Avvolsi le braccia intorno alla sua schiena, e lui finalmente si entrò dentro di me.
Continuai a baciarlo, mentre aumentava il ritmo, facendomi sentire ogni movimento con intensità.
"Oh mio Dio, così," dissi, portando il capo indietro, mentre graffiavo la sua schiena.
Mi diede delle spinte, per poi rimanere fermo per pochi secondi e continuare subito dopo.
"Oh sì, così, non fermarti!" dissi senza pudore.
"Oh piccola, sto per venire," disse gemendo contro il mio collo.
"Vienimi dentro," ansimai
velocemente.
"S-sei sicura?" disse quasi preoccupato.
"P-prendo la pillola" dissi. Con quella frase, spinse ancora di più, e sentii finalmente il suo liquido. Esausto, si
mise accanto a me.
"Era il mio regalo?" domandò ridendo.
"Potrebbe essere. Ti è piaciuto?" dissi, alzando il capo di poco dal suo petto per baciarlo e togliergli dei ciuffi di capelli dalla fronte sudata.
"Tantissimo." Mi lasciò un bacio sulla fronte.
"Adesso però devo scendere giù o tua madre potrebbe venirmi a cercare."

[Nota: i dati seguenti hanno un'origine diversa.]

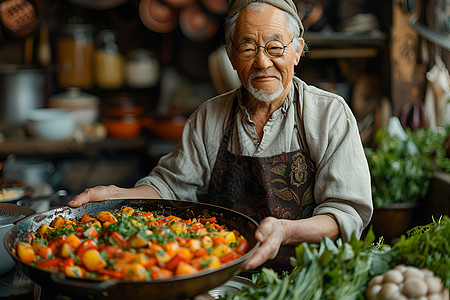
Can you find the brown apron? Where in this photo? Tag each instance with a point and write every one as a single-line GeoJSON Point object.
{"type": "Point", "coordinates": [280, 186]}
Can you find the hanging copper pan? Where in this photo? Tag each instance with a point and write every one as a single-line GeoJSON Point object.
{"type": "Point", "coordinates": [178, 287]}
{"type": "Point", "coordinates": [197, 24]}
{"type": "Point", "coordinates": [217, 7]}
{"type": "Point", "coordinates": [20, 18]}
{"type": "Point", "coordinates": [158, 16]}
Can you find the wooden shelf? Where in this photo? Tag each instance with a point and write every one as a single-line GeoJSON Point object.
{"type": "Point", "coordinates": [38, 147]}
{"type": "Point", "coordinates": [344, 39]}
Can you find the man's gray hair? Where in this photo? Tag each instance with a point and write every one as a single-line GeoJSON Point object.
{"type": "Point", "coordinates": [292, 25]}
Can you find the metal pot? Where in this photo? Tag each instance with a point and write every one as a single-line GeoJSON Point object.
{"type": "Point", "coordinates": [9, 214]}
{"type": "Point", "coordinates": [177, 287]}
{"type": "Point", "coordinates": [33, 170]}
{"type": "Point", "coordinates": [22, 89]}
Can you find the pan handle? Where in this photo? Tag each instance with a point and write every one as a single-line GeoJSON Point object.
{"type": "Point", "coordinates": [91, 287]}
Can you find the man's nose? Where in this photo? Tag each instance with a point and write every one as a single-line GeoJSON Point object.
{"type": "Point", "coordinates": [261, 60]}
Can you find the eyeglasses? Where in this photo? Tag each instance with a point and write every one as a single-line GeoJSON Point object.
{"type": "Point", "coordinates": [273, 49]}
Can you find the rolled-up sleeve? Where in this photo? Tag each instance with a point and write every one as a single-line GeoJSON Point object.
{"type": "Point", "coordinates": [342, 186]}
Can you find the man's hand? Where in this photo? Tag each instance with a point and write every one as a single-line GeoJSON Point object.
{"type": "Point", "coordinates": [270, 233]}
{"type": "Point", "coordinates": [111, 192]}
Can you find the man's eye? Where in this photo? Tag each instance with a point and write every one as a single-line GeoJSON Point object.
{"type": "Point", "coordinates": [247, 47]}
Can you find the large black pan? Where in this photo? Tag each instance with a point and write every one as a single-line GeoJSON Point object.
{"type": "Point", "coordinates": [178, 287]}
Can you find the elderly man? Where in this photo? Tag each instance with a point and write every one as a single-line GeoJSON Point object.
{"type": "Point", "coordinates": [285, 153]}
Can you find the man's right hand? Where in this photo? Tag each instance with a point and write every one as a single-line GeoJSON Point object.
{"type": "Point", "coordinates": [111, 192]}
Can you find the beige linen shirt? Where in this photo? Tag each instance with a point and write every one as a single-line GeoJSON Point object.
{"type": "Point", "coordinates": [342, 185]}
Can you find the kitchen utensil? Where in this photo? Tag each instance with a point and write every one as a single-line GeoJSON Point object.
{"type": "Point", "coordinates": [178, 287]}
{"type": "Point", "coordinates": [41, 204]}
{"type": "Point", "coordinates": [125, 127]}
{"type": "Point", "coordinates": [168, 128]}
{"type": "Point", "coordinates": [142, 69]}
{"type": "Point", "coordinates": [233, 286]}
{"type": "Point", "coordinates": [33, 171]}
{"type": "Point", "coordinates": [22, 89]}
{"type": "Point", "coordinates": [122, 116]}
{"type": "Point", "coordinates": [51, 123]}
{"type": "Point", "coordinates": [9, 214]}
{"type": "Point", "coordinates": [158, 16]}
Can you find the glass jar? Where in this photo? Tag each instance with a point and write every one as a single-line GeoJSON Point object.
{"type": "Point", "coordinates": [75, 48]}
{"type": "Point", "coordinates": [109, 62]}
{"type": "Point", "coordinates": [142, 69]}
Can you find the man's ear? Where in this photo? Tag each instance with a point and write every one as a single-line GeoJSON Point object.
{"type": "Point", "coordinates": [298, 54]}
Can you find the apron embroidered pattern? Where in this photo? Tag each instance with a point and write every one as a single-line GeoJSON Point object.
{"type": "Point", "coordinates": [280, 186]}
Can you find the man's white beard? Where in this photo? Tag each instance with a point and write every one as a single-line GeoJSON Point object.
{"type": "Point", "coordinates": [261, 95]}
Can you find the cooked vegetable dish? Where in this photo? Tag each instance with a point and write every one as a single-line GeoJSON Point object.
{"type": "Point", "coordinates": [131, 245]}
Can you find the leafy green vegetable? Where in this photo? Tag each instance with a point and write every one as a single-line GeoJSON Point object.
{"type": "Point", "coordinates": [432, 144]}
{"type": "Point", "coordinates": [398, 175]}
{"type": "Point", "coordinates": [325, 271]}
{"type": "Point", "coordinates": [426, 247]}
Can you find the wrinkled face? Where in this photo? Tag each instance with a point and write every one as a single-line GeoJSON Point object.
{"type": "Point", "coordinates": [271, 78]}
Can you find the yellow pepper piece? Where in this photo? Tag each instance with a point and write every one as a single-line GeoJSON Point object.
{"type": "Point", "coordinates": [93, 260]}
{"type": "Point", "coordinates": [74, 271]}
{"type": "Point", "coordinates": [220, 250]}
{"type": "Point", "coordinates": [43, 229]}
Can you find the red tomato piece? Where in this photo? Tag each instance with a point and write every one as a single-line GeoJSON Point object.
{"type": "Point", "coordinates": [119, 239]}
{"type": "Point", "coordinates": [207, 220]}
{"type": "Point", "coordinates": [85, 246]}
{"type": "Point", "coordinates": [230, 256]}
{"type": "Point", "coordinates": [173, 263]}
{"type": "Point", "coordinates": [49, 264]}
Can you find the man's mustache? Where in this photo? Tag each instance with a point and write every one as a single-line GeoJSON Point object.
{"type": "Point", "coordinates": [263, 74]}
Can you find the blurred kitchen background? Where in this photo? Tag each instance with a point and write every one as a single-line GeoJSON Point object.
{"type": "Point", "coordinates": [131, 71]}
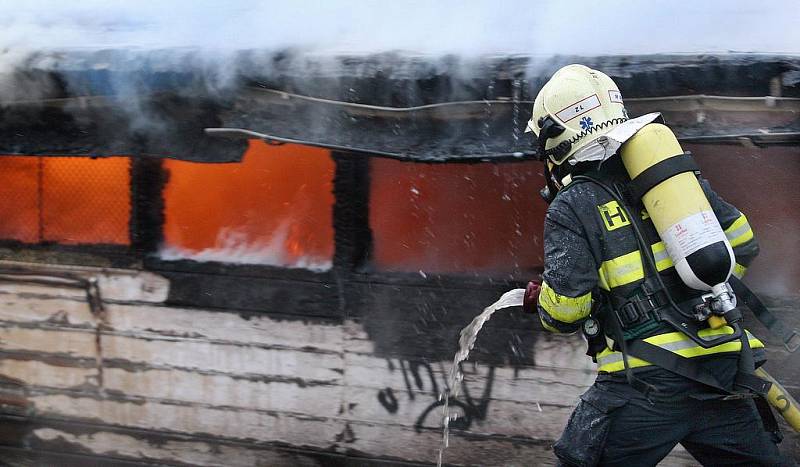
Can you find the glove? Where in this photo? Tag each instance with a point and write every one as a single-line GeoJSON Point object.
{"type": "Point", "coordinates": [531, 297]}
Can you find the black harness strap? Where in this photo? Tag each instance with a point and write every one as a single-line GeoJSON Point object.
{"type": "Point", "coordinates": [659, 172]}
{"type": "Point", "coordinates": [790, 337]}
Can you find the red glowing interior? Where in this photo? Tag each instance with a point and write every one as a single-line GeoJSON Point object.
{"type": "Point", "coordinates": [457, 218]}
{"type": "Point", "coordinates": [274, 207]}
{"type": "Point", "coordinates": [68, 200]}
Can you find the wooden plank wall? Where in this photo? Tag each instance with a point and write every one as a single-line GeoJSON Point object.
{"type": "Point", "coordinates": [147, 383]}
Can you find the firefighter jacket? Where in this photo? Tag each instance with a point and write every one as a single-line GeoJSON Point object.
{"type": "Point", "coordinates": [592, 257]}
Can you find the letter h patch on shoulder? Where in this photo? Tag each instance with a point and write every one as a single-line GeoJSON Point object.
{"type": "Point", "coordinates": [613, 215]}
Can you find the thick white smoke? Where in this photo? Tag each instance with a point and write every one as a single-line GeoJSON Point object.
{"type": "Point", "coordinates": [434, 27]}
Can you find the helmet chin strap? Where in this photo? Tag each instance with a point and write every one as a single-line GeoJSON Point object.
{"type": "Point", "coordinates": [549, 128]}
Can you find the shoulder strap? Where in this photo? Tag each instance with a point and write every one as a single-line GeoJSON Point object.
{"type": "Point", "coordinates": [659, 172]}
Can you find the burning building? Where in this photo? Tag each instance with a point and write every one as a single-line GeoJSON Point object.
{"type": "Point", "coordinates": [275, 272]}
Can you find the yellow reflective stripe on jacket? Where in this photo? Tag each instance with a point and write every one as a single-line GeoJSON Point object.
{"type": "Point", "coordinates": [563, 308]}
{"type": "Point", "coordinates": [628, 268]}
{"type": "Point", "coordinates": [676, 342]}
{"type": "Point", "coordinates": [739, 232]}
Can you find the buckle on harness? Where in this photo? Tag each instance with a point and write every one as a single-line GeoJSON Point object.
{"type": "Point", "coordinates": [635, 312]}
{"type": "Point", "coordinates": [792, 343]}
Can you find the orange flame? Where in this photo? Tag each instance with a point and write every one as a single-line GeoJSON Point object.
{"type": "Point", "coordinates": [69, 200]}
{"type": "Point", "coordinates": [457, 218]}
{"type": "Point", "coordinates": [275, 207]}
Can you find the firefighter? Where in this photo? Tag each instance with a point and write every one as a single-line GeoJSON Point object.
{"type": "Point", "coordinates": [607, 274]}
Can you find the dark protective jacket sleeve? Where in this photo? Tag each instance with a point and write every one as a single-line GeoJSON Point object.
{"type": "Point", "coordinates": [736, 227]}
{"type": "Point", "coordinates": [570, 272]}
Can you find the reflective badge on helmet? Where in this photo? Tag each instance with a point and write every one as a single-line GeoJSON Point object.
{"type": "Point", "coordinates": [613, 215]}
{"type": "Point", "coordinates": [579, 108]}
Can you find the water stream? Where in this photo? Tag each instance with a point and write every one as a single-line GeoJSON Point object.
{"type": "Point", "coordinates": [466, 342]}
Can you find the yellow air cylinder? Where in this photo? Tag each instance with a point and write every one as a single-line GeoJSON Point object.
{"type": "Point", "coordinates": [681, 213]}
{"type": "Point", "coordinates": [783, 402]}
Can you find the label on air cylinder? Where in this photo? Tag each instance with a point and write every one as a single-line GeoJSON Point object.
{"type": "Point", "coordinates": [691, 234]}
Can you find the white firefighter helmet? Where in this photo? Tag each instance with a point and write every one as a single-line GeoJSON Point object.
{"type": "Point", "coordinates": [574, 108]}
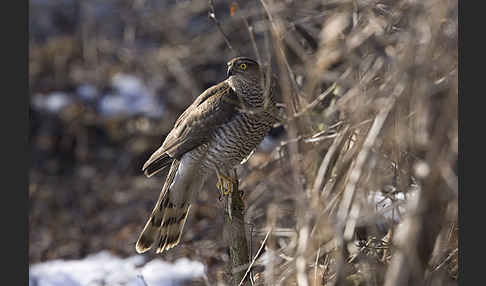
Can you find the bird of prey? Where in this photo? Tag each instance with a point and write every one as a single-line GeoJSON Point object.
{"type": "Point", "coordinates": [214, 134]}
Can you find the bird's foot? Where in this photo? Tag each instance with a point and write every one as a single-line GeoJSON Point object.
{"type": "Point", "coordinates": [225, 184]}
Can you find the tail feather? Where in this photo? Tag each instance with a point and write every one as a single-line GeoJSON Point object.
{"type": "Point", "coordinates": [152, 228]}
{"type": "Point", "coordinates": [164, 227]}
{"type": "Point", "coordinates": [172, 227]}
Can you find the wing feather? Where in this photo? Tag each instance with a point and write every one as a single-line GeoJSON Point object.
{"type": "Point", "coordinates": [215, 106]}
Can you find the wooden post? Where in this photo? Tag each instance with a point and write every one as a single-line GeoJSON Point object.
{"type": "Point", "coordinates": [235, 235]}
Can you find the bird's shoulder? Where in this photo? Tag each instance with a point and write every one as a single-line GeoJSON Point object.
{"type": "Point", "coordinates": [215, 106]}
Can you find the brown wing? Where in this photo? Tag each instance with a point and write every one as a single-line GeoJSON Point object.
{"type": "Point", "coordinates": [215, 106]}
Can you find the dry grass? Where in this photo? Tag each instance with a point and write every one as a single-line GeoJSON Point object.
{"type": "Point", "coordinates": [369, 93]}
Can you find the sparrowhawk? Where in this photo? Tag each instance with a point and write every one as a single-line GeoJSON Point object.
{"type": "Point", "coordinates": [214, 134]}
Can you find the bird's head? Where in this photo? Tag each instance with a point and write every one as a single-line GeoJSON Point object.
{"type": "Point", "coordinates": [244, 67]}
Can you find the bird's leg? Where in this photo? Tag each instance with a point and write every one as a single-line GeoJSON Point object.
{"type": "Point", "coordinates": [225, 183]}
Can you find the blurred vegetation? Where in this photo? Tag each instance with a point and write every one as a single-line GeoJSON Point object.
{"type": "Point", "coordinates": [369, 91]}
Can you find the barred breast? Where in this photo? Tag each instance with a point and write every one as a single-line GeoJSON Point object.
{"type": "Point", "coordinates": [235, 140]}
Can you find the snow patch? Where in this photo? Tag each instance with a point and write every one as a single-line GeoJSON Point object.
{"type": "Point", "coordinates": [106, 269]}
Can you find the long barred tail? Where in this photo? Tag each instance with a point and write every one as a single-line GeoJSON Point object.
{"type": "Point", "coordinates": [164, 227]}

"Va bene." Lo baciai per l'ultima volta e, dopo essermi rivestita, tornai in camera mia. Per la prima volta lo avevo visto sorridere. Tutti i complessi che avevo svanirono appena lo vidi come godeva per me.
Quel ragazzo mi faceva impazzire, mi faceva provare sentimenti contrastanti, mi rendeva debole.
Avevo detto che non doveva più succedere, ma a quanto pare, quando mi baciava il collo, il mio cervello si spegneva e mi lasciavo andare. Forse era di questo che avevo bisogno: spegnere la mente, senza pensare alle cose negative, alle cose che mi facevano male. Dovevo solo lasciarmi andare e lasciare spazio al piacere.
Solo di quello avevo bisogno.

Quando lasciai la stanza e scesi le scale, il mio cuore sembrava un po' più leggero, ma non riuscivo a scacciare la confusione che mi attanagliava. Quello che avevo condiviso con Gabriel era stato intenso, ma rimanevo incerta sul significato reale di quel momento. Mi chiedevo se fosse solo una fuga dalle mie insicurezze o se ci fosse qualcosa di più profondo tra noi.

Mentre camminavo lungo il corridoio e scendevo verso la cucina, cercavo di mettere da parte il tumulto interiore. Il profumo della colazione e l'energia vivace di Marlene sembravano così distanti. Sorrisi debolmente mentre ricevevo gli auguri di compleanno per Gabriel, ma dentro di me ero in subbuglio.

Pensavo a cosa potesse significare veramente quel momento con Gabriel. Era solo un'eccezione, un momento di debolezza, o c'era qualcosa di più che mi legava a lui? Mi chiedevo se stavo semplicemente cercando di adattarmi a una situazione che non mi faceva stare bene, o se c'era una parte di me che desiderava davvero quel tipo di connessione.

Per ora, l'unica cosa che potevo fare era affrontare la giornata con il sorriso e sperare che il tempo mi portasse delle risposte. Avrei dovuto distrarmi e cercare di capire se e come quel momento avrebbe influito su di me e sulla mia vita.